In step S525, the current sub-block is decoded.
In step S526, in response to the decoding of the current sub-block ending, the top sub-block is fetched from the stack memory as the current sub-block, and the block recursive partitioning process is performed on the current sub-block.
In step S527, in response to the end of the block recursive partitioning process of the current sub-block, it is determined whether the current sub-block is the fourth sub-block. If the current sub-block is the fourth sub-block, step S540 is performed. If the current sub-block is not the fourth sub-block, go back to step S526.
In summary, the present invention provides an integrated circuit and a method for recursively partitioning a decoding block, which can utilize a stack memory to enable a video decoder to efficiently recursively partition a super block into a plurality of coding units, thereby improving decoding performance.

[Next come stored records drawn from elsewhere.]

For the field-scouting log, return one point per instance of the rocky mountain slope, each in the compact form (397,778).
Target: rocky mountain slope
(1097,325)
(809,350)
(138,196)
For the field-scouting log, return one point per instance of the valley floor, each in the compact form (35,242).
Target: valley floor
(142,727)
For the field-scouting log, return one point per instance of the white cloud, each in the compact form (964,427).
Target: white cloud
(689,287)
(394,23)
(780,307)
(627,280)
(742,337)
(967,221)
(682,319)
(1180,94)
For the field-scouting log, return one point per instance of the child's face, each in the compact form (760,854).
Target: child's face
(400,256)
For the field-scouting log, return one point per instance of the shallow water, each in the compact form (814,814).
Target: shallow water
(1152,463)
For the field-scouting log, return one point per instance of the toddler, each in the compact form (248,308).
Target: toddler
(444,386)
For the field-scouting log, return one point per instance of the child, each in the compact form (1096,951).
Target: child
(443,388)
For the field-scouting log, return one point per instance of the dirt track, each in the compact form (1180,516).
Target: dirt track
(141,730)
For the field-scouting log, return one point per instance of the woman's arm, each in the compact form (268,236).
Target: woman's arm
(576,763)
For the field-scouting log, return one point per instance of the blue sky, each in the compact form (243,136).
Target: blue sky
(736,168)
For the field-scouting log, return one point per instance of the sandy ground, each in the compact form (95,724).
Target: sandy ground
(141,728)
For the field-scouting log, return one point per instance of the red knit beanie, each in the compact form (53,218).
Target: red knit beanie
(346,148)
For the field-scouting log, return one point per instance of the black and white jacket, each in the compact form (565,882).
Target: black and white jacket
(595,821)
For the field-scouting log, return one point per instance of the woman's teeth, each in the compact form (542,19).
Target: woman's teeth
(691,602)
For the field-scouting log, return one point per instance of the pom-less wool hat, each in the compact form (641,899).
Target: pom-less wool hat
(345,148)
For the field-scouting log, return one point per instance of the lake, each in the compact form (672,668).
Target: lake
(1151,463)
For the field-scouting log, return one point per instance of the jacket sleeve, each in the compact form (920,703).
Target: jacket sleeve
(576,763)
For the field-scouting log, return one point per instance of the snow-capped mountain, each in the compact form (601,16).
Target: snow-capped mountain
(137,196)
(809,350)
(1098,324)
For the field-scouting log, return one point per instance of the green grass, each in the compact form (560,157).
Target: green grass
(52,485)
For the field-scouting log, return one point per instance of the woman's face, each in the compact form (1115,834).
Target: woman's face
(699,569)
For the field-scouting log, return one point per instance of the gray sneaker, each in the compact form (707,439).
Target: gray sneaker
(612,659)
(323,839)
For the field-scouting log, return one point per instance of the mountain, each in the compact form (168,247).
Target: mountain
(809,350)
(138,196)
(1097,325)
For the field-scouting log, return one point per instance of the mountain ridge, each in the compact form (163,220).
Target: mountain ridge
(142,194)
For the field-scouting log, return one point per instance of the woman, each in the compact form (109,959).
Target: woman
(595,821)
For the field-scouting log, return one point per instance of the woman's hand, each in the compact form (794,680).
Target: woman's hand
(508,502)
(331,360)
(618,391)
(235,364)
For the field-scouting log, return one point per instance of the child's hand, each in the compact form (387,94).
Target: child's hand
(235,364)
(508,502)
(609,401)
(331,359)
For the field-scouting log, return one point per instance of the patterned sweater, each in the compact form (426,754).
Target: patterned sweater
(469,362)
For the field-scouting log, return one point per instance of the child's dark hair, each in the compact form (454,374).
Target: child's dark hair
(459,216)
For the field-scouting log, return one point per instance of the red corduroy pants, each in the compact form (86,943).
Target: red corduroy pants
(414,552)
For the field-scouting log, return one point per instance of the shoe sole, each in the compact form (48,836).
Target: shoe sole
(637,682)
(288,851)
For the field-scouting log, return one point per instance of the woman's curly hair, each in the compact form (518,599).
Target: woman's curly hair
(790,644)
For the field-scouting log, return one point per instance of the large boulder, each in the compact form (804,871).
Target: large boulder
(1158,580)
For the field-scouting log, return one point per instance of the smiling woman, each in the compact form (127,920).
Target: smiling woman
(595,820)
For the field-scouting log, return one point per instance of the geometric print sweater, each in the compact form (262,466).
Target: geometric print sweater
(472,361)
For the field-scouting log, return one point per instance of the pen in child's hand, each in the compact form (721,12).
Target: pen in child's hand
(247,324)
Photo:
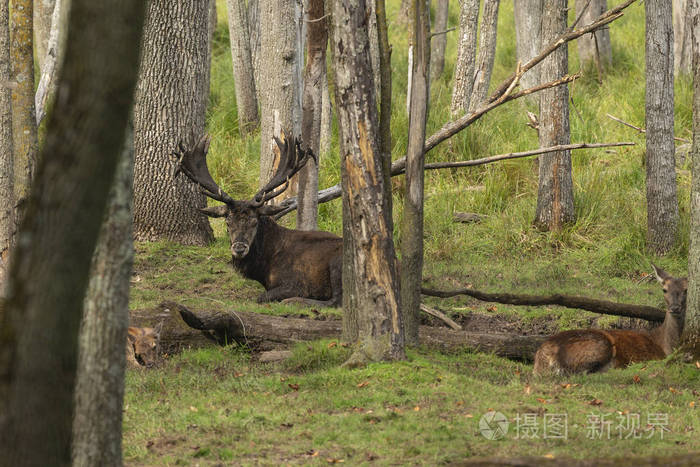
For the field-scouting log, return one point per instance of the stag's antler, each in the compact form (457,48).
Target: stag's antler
(292,160)
(193,163)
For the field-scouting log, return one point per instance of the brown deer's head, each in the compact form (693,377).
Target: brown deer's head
(241,216)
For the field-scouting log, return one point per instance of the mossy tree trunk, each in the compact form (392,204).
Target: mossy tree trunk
(49,276)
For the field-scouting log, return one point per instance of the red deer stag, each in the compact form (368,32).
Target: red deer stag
(591,350)
(288,263)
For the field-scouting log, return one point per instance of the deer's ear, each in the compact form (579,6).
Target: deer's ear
(215,211)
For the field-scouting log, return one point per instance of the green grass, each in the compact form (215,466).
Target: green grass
(219,405)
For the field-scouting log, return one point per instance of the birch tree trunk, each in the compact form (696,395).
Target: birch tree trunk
(595,47)
(662,201)
(375,284)
(528,37)
(555,196)
(439,42)
(99,387)
(314,80)
(171,102)
(412,238)
(691,330)
(243,74)
(487,53)
(466,53)
(41,318)
(7,197)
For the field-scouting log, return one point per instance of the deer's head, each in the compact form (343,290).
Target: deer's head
(242,216)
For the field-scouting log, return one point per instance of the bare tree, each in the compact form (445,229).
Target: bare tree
(555,196)
(243,74)
(374,292)
(662,201)
(412,237)
(99,387)
(487,54)
(466,53)
(528,36)
(595,47)
(170,107)
(57,237)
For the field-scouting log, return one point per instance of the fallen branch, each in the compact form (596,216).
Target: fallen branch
(605,307)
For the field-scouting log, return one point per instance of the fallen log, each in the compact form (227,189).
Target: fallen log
(605,307)
(264,332)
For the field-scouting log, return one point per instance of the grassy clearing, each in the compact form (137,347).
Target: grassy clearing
(218,406)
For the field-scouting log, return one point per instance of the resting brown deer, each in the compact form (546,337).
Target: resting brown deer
(288,263)
(592,350)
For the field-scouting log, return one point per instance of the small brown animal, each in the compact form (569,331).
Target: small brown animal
(142,346)
(591,350)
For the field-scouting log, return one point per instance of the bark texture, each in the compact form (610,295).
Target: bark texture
(243,75)
(375,285)
(312,110)
(99,387)
(466,56)
(555,196)
(49,276)
(691,331)
(24,132)
(279,83)
(595,47)
(7,197)
(528,37)
(662,201)
(171,102)
(487,54)
(412,231)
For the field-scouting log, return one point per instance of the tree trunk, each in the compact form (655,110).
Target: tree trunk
(691,331)
(595,47)
(439,42)
(373,258)
(278,80)
(99,387)
(466,55)
(662,201)
(171,102)
(412,236)
(24,132)
(682,35)
(7,197)
(487,54)
(528,37)
(314,80)
(41,320)
(555,196)
(243,74)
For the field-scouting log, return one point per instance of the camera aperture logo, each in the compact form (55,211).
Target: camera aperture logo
(493,425)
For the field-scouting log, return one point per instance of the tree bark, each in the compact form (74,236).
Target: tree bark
(595,47)
(279,83)
(243,75)
(99,387)
(528,37)
(555,196)
(312,109)
(412,237)
(24,131)
(40,323)
(662,201)
(439,41)
(7,197)
(375,285)
(171,102)
(691,330)
(466,56)
(487,54)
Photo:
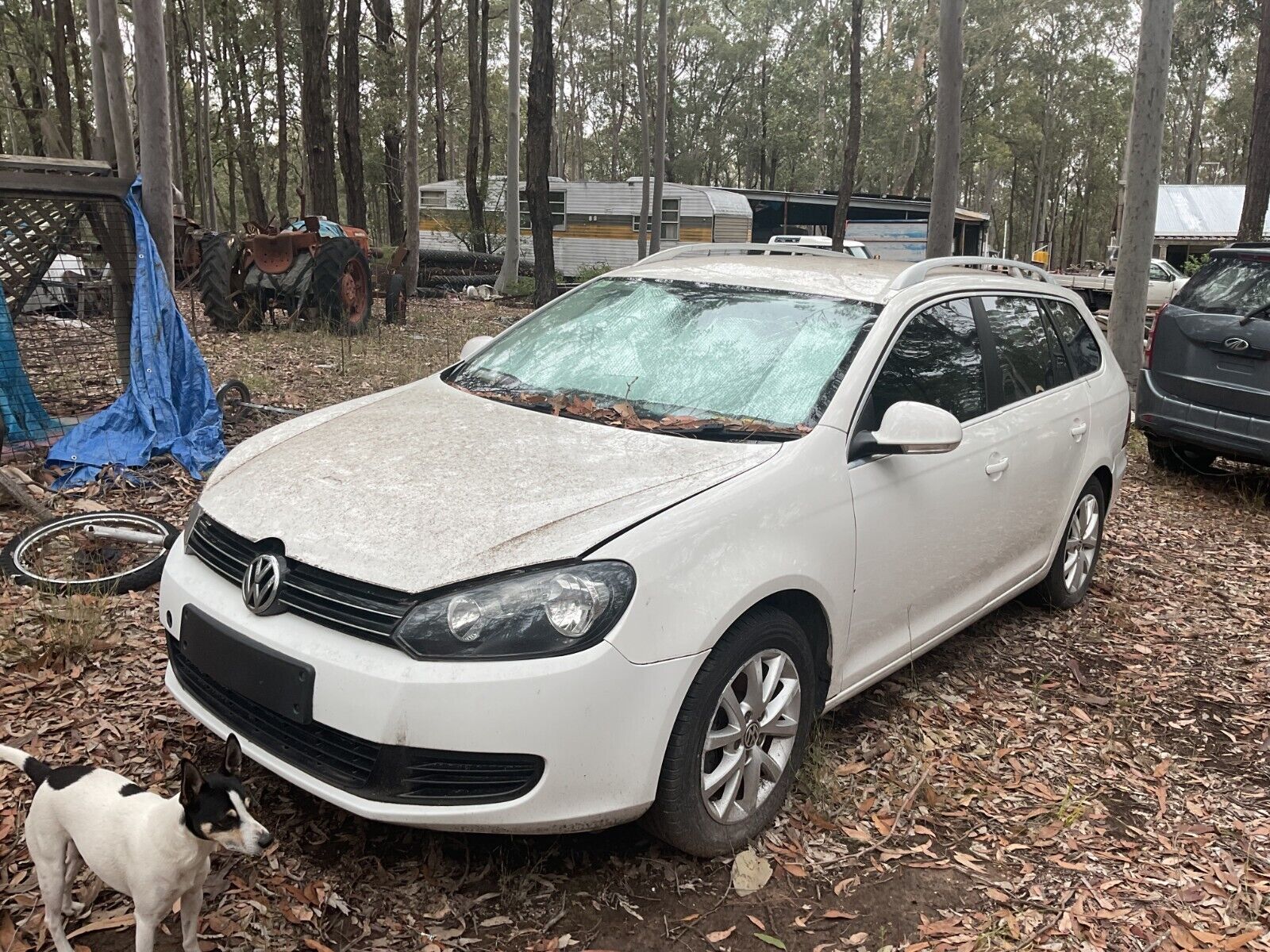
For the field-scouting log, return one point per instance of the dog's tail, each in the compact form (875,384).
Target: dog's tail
(35,768)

Use of the terms "first," "second," "third," and the like in the claims is used to modify a claim element without indicating a priority, precedence, or order between elements, or the order in which a method step is performed, but is intended to distinguish one element from another element having a same name.
Although the present invention has been described with reference to the preferred embodiments, it should be understood that various changes and modifications can be made therein by those skilled in the art without departing from the spirit and scope of the invention as defined in the appended claims.